Photo/Illutration The Bank of Japan’s head office in Tokyo’s Chuo Ward (Asahi Shimbun file photo)

The Bank of Japan (BOJ) rejected market pressure this week, maintaining ultra-low interest rates, but its bullish views on wages and growing strains from its policy suggest it may still end its expansionist experiment this year.

Even unremittingly dovish BOJ Governor Haruhiko Kuroda is talking up wage increases in Japan, a factor critical to raising rates after decades of trying to stoke inflation and growth, suggesting to some that the BOJ could change policy after he leaves office in April.

Bond investors have sought in recent days to break the BOJ’s cap on the key 10-year yield, but the BOJ stood pat on Wednesday on its policy of yield curve control (YCC), which applies a negative rate to some short-term funds parked at the central bank and targets the 10-year yield in a range around zero.

Kuroda said the BOJ expects wages to rise at “quite a fast pace” unseen in the past, a sign of the self-sustaining cycle the central bank and government have sought, in which rising economic growth pushes up inflation and people’s income.

The BOJ’s decision to introduce new tools to defend its yield cap also suggests YCC is nearing an end and could require an overhaul of the policy, analysts say.

Kuroda likely put YCC on life support so his successor can strategise an orderly exit, said former BOJ official Nobuyasu Atago.

“For the BOJ, the top priority now is to smoothly hand the baton to the new leadership,” said Atago, chief economist at Ichiyoshi Securities.

“Once the new governor settles in, it will overhaul YCC fairly soon,” said Atago. “The BOJ can’t keep on manipulating markets like this. At some point, it needs to let market forces drive yields.”

EYING THE EXIT

The next test will likely come on April 28, the first BOJ decision under Kuroda’s successor, when the bank will announce inflation forecasts extending into early 2026.

Companies and unions will have held their annual wage talks by then. Together with upbeat price forecasts, that could give the BOJ justification to phase out stimulus.

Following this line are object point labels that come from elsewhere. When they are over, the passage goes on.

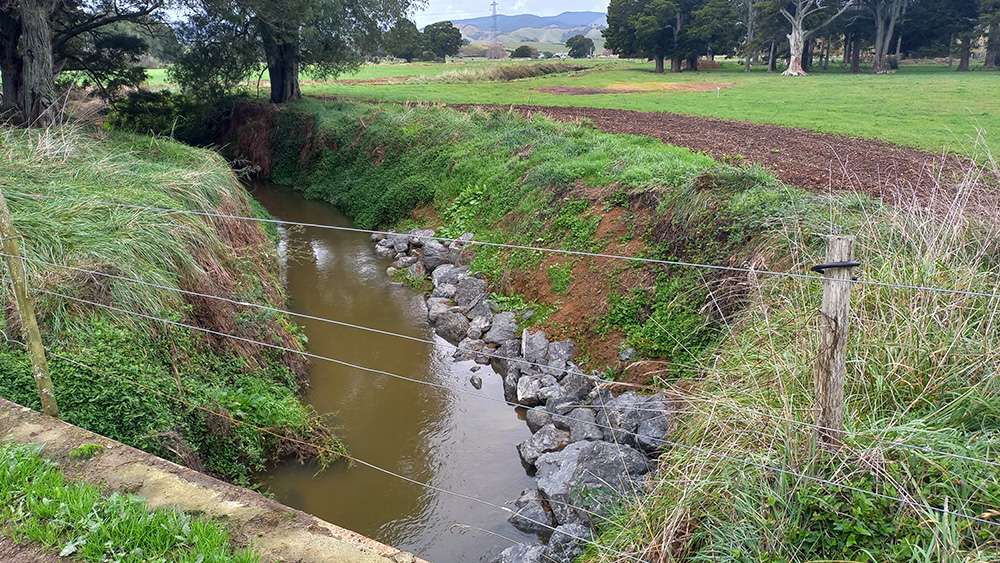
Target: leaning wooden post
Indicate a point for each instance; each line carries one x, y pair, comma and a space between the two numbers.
26, 311
831, 363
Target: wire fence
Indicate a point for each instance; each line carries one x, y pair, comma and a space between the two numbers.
902, 500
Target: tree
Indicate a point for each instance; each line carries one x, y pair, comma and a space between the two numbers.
796, 13
580, 47
442, 39
885, 13
33, 33
404, 41
226, 39
524, 52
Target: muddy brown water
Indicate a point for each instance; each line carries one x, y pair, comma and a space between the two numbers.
453, 438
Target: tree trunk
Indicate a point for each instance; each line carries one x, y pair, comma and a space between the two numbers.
281, 48
796, 44
965, 53
28, 83
992, 46
856, 54
11, 64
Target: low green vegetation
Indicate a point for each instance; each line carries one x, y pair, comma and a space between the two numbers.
112, 365
744, 481
77, 520
924, 106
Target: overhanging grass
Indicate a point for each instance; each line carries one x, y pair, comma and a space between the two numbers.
740, 348
76, 519
214, 256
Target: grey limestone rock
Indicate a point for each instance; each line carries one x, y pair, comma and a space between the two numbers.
537, 417
547, 439
478, 325
620, 418
532, 516
444, 290
536, 389
508, 350
437, 306
567, 542
420, 237
582, 427
589, 475
521, 553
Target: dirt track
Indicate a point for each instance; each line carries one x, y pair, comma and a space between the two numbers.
807, 159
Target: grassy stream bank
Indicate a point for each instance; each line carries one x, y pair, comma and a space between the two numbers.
72, 169
744, 482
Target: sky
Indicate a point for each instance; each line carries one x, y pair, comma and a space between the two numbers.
439, 10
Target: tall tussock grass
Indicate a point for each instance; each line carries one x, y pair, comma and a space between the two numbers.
57, 182
746, 482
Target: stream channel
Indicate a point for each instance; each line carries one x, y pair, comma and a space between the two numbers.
454, 437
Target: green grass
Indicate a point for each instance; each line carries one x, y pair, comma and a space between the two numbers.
254, 384
77, 520
924, 106
738, 349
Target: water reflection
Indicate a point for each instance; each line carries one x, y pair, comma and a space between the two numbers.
452, 440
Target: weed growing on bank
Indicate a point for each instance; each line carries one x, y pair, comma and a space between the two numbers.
744, 481
222, 257
76, 519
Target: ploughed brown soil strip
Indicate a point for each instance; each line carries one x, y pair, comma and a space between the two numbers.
807, 159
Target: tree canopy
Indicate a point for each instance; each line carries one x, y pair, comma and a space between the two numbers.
227, 39
443, 39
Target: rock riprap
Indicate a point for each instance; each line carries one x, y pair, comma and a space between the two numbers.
589, 449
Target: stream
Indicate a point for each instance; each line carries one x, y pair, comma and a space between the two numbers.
453, 437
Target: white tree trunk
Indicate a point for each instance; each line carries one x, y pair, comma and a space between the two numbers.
796, 42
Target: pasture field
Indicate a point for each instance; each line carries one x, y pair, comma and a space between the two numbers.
923, 106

“Mr. Kuroda argues that the BOJ hasn’t started moving toward the exit. But the BOJ has already put its shoes and coat on,” ready to proceed towards ending YCC, Columbia University professor Takatoshi Ito, a longtime close associate of Kuroda, told Reuters.

“The BOJ just needs some more time to make sure wages will indeed rise before pulling the trigger,” said Ito, considered a contender for a top BOJ job. He said the bank could raise the 0.5% yield cap to as high as 1% around mid-year and ditch negative rates by year’s end.

Already, there are signs of change in Japan’s decades-long era of stagnant wage growth. The parent of casual clothing giant Uniqlo says it will raise wages as much as 40%.

A Reuters poll on Thursday showed more than half of big Japanese firms plan to raise wages this year, although the smaller firms that employ the vast majority of Japanese workers are less able to afford pay raises.

BOJ policymakers are already bracing for a possible near-term tweak to YCC, minutes of recent meetings show, with inflation on track to exceed the BOJ’s 2% target for a ninth straight month.

Kuroda told parliament in November the BOJ can head toward policy normalization when achievement of its inflation target, accompanied by wage increases, comes into sight.

BANKS BRACE

Japan’s mega-banks are also preparing for lift-off.

Mizuho Financial Group has closed almost all the positions in its Japanese government bond portfolio, assuming the BOJ will eventually phase out stimulus, president Masahiro Kihara told Reuters this month.

“If the BOJ ends negative rates, that would widen the spread between deposit and lending rates so would definitely be positive for us,” he said.

A natural first step in exiting YCC would be to first raise or remove the 10-year yield target, then push its short-term rate target above zero and mop up liquidity from the market, say sources familiar with BOJ thinking.

With YCC creaking under market pressure, the BOJ may not be able to wait too long.

“Because the BOJ is capping the 10-year yield at a level no one in the market sees as appropriate, it’s hard to trade bonds or to use them for arbitrage,” said Satoru Kado, an analyst at Mitsubishi UFJ Research and Consulting.

“It’s pretty clear YCC is becoming unsustainable.”

The BOJ’s decision in December to raise the cap to 0.5% from 0.25% sought, unsuccessfully, to fix market distortions caused by its huge bond buying.

The central bank on Wednesday beefed up a market operation tool to pump liquidity into markets in hope of capping yields, though analysts doubt how effective it will be in taming rises.

“The new operation could compensate the BOJ’s bond buying, but not for too long,” said Tetsuya Inoue, a former BOJ official who is now a senior researcher at Nomura Research Institute.

“At some point in the near future, YCC must go.”